WATCH: Archaeologists Dig Up Earliest Free African-American Settlement In Maryland

In Easton, an untold story of free African-Americans is being discovered through bits of glass, shards of pottery and oyster shells.

Piece by piece, archaeologists and historians from two universities and the community are uncovering the history of The Hill, which they believe is the earliest settlement of free African-Americans in the United States, dating to 1790.

Treme, in New Orleans, is recognized as the oldest free black community in the nation, dating to 1812. But researchers say that could change based on findings from the Easton dig.

"It's not just a black story. It's an American story," said Dale Green, a Morgan State University professor of architecture and historic preservation.

Former slaves founded such settlements, where they enjoyed early emancipation and the chance at property ownership and commerce. Slaves who had bought their freedom and others freed by Methodists and Quakers on the Eastern Shore likely formed The Hill, which historians say could have been the largest community of free blacks in the Chesapeake region.

During the first census in 1790, some 410 free African-Americans were recorded living on The Hill -- more than Baltimore's 250 free African-Americans and even more than the 346 slaves who lived at nearby Wye House Plantation, where abolitionist Frederick Douglass was enslaved as a child.

Researchers and students are in the midst of a three-week dig at one of The Hill properties, a site owned by the Talbot County Women's Club. They are working in 5-by-5-foot squares. The deeper they dig, the further back in history they go.

The first few inches reveal 20th-century artifacts -- toys, marbles, pipe stems. A little deeper, the team unearthed evidence of 19th-century life, said Stefan Woehlke, a University of Maryland graduate student who is the site's director.

Reaching into a labeled brown paper bag, he pulled out part of an olive-green glass bottle with a decorative cluster of grapes on one side.
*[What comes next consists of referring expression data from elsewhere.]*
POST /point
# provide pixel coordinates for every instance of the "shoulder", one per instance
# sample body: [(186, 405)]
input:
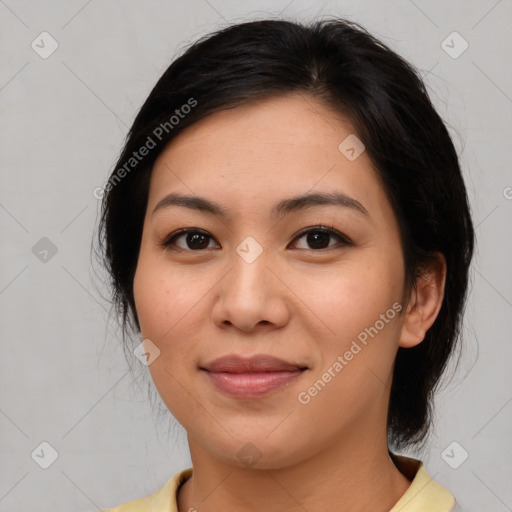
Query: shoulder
[(163, 500), (424, 494)]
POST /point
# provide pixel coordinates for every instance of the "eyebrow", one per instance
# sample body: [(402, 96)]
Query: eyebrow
[(280, 209)]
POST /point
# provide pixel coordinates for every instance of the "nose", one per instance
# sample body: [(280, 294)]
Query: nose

It was likely used to hold wine, Woehlke said. The technique used to make it -- hand-blown using a mold -- dates it to the late 18th or early 19th century.
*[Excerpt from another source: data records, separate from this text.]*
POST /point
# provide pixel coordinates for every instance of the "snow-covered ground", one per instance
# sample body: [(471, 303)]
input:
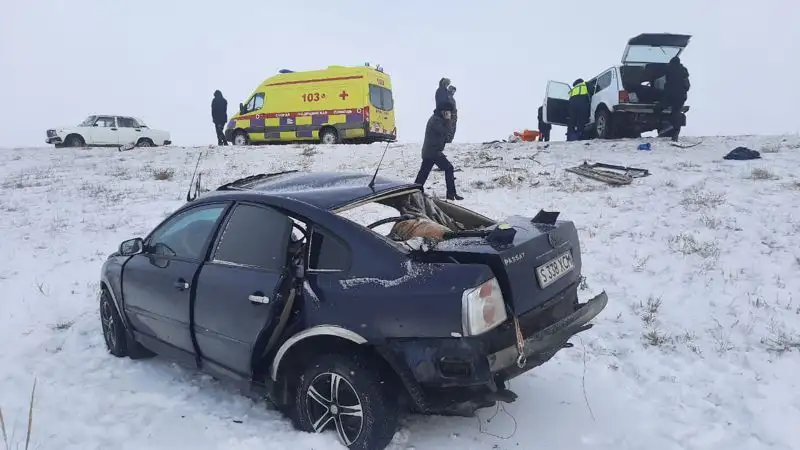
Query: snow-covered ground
[(697, 349)]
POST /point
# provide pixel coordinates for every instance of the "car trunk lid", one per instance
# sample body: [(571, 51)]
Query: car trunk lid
[(541, 261)]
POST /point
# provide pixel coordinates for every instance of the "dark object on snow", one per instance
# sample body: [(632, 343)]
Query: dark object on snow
[(613, 174), (219, 115), (544, 128), (311, 297), (545, 217), (742, 154)]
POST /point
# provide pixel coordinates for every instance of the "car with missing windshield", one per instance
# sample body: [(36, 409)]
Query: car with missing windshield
[(347, 299), (624, 98)]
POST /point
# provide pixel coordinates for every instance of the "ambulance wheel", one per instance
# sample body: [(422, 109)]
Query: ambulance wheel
[(329, 136), (240, 138)]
Other artifacts include bits of a blue opaline glass pitcher from the 1800s and a 1-cent coin featuring Lady Liberty, dated 1794.
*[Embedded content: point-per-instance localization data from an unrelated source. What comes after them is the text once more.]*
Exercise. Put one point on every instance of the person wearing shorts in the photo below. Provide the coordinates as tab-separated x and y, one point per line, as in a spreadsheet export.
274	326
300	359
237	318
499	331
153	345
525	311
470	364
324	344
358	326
More importantly, researchers have found evidence of making nails and raising chickens on the land -- activities far more likely to have been carried out by free blacks who lived on the land than by the property owner.

"It's piecing together all of the evidence," Woehlke said.

Free African-Americans in Easton lived alongside white families, according to Green, who is working with the University of Maryland's Mark Leone on The Hill project.

In 1790, the property belonged to James Price, a white man who was the register of wills. The census recorded Price and three free African-Americans living on the property, though it lacked detail about the African-Americans.

As promising as the excavations on The Hill are -- especially combined with document research and oral histories -- researchers say they're only scratching the surface.

"It's sort of piecing together a puzzle, but you don't have all the pieces," Woehlke said.

The team has committed to spending at least five more years working at The Hill.

Since the dig began at the Price property, more than 500 people have visited on organized tours or have wandered in after seeing "public archaeology excavation" signs posted around the block.

Priscilla Morris, whose family has roots in Easton dating to the 1600s, is a regular visitor to the site. A member of the nearby historic Third Haven Friends Meeting, she's intrigued by the role Quakers and Methodists played in freeing their own slaves and advocating for an end to slavery well before the Civil War.

"It's thrilling because we suspected there was something here we didn't understand," Morris said.

Most written histories skip over the experiences of free African-Americans, said Morris, who has studied the local lore, including Douglass' life.

"It was really the plantation economy telling the story," she said. "Nobody ever told us there was this extraordinary, large, free community."

Green said the work on The Hill could change the way American history is told. There's a significant gap where the story of free blacks is overlooked, he said.

There are ambitious plans to get the word out about The Hill, including dissertations from graduate students working on the project, permanent and traveling museum exhibits, updated tourism initiatives and even a screenplay that's being financed by a local business owner.

The Hill already is part of the National Register of Historic Places that includes Easton's historic district, but that listing will be revised to include information about the African-American history. "So when you read it, it's not just about white Easton," Green said.

All told, about 75 researchers and students -- from institutions including the University of Maryland, Morgan State, Historic Easton Inc. and local groups -- are contributing to The Hill project.

Tracy Jenkins, a graduate student in archaeology at the University of Maryland, plans to write his dissertation on The Hill. He said the Easton community's interest and warm reception has been encouraging and unusual.

"That doesn't happen so much in archaeology. Sometimes, archaeologists are digging off in a cornfield somewhere," Jenkins said.

At The Hill, in the middle of town, researchers and residents are building a bond, he said. Jenkins hopes to tell that story in a dissertation that matters, not one that "sits on a shelf."

"I like the opportunity to tell stories that haven't been told," he said.